What does it look like to live creatively?

To live creatively is to trust myself to follow my instincts into unknown territory. To pursue what excites me (or take a rest when I need it) without having to know how it turns out or explain why this is what I’m doing.

I fear that “creativity” gets confused with “productivity” such that my self-image as a creator must be constantly proven with output. Or that creativity becomes a burden, like the “devotion” my mother supposedly gave me–a privilege that can never be repaid, a duty to prove that I’m grateful all the time and not squandering my potential.

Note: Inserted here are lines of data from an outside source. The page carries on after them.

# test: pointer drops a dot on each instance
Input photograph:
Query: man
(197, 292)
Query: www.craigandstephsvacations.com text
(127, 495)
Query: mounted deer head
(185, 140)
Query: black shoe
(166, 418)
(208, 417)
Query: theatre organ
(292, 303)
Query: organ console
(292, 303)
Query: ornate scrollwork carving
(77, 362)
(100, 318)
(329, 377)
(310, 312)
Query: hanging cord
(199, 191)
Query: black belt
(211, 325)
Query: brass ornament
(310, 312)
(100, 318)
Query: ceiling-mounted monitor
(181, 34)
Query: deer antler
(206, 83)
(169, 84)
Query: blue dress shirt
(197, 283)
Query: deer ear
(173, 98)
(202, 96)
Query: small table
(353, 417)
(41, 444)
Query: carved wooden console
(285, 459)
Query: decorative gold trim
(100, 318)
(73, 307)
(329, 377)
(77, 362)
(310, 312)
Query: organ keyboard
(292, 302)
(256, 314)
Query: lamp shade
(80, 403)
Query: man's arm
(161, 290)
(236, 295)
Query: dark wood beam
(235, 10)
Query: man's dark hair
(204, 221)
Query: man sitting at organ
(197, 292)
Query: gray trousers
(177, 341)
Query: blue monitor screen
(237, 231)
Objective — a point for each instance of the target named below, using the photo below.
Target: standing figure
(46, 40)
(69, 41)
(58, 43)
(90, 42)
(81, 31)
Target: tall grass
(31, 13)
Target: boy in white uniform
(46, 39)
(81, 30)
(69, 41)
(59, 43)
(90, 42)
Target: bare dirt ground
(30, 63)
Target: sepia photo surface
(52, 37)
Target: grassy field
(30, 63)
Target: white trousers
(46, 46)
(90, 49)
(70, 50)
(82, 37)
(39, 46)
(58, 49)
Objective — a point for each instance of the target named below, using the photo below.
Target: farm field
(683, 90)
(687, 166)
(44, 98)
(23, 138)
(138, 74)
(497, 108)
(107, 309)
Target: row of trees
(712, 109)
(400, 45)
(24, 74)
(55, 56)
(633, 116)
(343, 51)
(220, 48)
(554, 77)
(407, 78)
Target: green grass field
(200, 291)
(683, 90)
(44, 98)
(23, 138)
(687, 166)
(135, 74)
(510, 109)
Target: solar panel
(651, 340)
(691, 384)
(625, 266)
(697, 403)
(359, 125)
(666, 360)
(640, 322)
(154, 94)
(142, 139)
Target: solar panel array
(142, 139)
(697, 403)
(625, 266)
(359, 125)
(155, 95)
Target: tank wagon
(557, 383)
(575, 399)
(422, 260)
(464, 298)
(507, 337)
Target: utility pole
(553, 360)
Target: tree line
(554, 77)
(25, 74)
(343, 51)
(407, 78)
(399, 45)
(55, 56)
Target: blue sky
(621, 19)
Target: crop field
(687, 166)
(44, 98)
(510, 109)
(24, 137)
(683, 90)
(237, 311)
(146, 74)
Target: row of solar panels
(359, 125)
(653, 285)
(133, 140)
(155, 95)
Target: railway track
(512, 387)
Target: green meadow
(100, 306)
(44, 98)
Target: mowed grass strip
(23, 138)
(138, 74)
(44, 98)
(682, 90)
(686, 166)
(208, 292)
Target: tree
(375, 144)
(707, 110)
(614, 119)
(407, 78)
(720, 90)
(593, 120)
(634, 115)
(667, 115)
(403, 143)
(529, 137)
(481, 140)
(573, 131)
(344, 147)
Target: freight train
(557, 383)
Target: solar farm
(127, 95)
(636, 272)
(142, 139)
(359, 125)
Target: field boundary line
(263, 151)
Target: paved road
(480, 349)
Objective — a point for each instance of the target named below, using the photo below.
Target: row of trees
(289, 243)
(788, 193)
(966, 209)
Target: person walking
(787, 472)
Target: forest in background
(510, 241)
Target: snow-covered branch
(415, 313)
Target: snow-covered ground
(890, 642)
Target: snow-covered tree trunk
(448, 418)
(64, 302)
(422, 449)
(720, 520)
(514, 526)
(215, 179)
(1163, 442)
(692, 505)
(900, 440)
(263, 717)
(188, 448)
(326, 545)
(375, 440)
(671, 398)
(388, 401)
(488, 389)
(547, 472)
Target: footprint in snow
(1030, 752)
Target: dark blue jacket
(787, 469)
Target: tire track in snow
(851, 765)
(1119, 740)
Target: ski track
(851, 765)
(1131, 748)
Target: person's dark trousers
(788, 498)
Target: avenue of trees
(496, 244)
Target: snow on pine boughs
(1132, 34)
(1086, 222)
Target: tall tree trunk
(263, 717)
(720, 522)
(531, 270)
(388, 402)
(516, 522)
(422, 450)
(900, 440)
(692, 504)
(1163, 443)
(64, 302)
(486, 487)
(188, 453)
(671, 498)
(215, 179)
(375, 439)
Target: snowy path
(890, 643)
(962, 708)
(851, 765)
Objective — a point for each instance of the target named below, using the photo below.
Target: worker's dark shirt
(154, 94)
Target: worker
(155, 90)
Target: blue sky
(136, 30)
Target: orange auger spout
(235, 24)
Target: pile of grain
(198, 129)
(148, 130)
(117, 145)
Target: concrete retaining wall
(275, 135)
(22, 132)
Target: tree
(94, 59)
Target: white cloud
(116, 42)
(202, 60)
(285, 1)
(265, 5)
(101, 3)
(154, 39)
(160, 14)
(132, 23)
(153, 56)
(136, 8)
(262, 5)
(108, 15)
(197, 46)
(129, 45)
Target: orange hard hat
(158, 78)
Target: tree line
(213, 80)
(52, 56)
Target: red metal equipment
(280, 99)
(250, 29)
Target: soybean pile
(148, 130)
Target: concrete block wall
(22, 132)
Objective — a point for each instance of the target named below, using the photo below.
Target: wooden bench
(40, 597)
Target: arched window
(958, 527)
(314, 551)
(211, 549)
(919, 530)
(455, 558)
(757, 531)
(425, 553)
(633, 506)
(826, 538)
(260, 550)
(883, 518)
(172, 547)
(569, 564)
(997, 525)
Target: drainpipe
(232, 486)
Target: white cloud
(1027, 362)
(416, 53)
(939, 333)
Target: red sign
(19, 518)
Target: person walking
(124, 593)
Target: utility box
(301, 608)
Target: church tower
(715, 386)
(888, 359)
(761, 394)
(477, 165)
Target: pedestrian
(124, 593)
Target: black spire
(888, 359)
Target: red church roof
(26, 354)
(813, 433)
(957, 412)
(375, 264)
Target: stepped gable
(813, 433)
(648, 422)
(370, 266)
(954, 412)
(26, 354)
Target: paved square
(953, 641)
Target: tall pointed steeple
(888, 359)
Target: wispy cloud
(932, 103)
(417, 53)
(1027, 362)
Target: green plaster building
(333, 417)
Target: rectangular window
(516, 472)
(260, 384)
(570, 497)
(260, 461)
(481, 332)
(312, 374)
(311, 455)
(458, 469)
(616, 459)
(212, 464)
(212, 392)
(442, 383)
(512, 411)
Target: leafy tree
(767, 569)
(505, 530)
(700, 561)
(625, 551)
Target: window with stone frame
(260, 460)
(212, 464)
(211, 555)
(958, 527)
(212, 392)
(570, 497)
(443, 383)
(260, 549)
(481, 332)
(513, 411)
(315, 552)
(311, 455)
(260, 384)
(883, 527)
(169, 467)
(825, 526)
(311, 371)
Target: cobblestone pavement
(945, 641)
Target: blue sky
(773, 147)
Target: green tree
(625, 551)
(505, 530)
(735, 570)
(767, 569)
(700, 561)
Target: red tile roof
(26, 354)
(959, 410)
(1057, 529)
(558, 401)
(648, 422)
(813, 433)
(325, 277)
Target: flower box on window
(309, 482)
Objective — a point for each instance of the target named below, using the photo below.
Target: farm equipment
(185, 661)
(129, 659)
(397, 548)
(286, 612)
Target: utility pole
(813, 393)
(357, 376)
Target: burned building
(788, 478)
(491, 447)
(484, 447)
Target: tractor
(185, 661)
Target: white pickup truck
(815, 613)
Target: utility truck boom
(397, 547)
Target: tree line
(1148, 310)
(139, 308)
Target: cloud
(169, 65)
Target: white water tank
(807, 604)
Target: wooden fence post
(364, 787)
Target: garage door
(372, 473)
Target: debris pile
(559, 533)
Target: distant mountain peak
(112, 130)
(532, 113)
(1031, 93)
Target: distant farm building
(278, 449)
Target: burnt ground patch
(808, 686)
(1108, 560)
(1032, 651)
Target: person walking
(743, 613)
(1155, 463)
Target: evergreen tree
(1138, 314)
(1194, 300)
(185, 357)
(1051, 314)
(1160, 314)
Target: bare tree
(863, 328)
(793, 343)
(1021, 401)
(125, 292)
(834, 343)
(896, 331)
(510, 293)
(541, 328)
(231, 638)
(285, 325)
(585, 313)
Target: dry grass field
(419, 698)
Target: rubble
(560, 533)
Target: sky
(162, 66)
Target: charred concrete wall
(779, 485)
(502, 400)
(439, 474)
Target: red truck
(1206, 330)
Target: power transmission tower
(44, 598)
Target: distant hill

…I try to follow Elizabeth Gilbert’s advice in Big Magic that I should revel in the freedom of my unimportance, but that doesn’t work well for a naturally depressed person. I am still searching for what it would mean for my work to “matter”–what’s a healthy, non-egotistical, inner-directed way for that need to be met? I sense that as long as I look to someone else for that validation, I’ll live in fear–even if the someone else is God, because a good parent God would not base their love on my achievements. What would make my work matter TO ME?

Jack Gilbert (no relation) had it right–go live on a fucking island with your goats and your three wives and let your friends drag you out to publish a book every 10 years. He was like the Ron Swanson of poetry.

…I’m starting to develop evidence-based faith that I can manifest changes in my life that I once despaired of. And that is creativity–thinking outside the limits of what the literal mind takes to be impossible… Being trans is one of the most creative and magical things I’ve done. I’m willing a new gender into existence.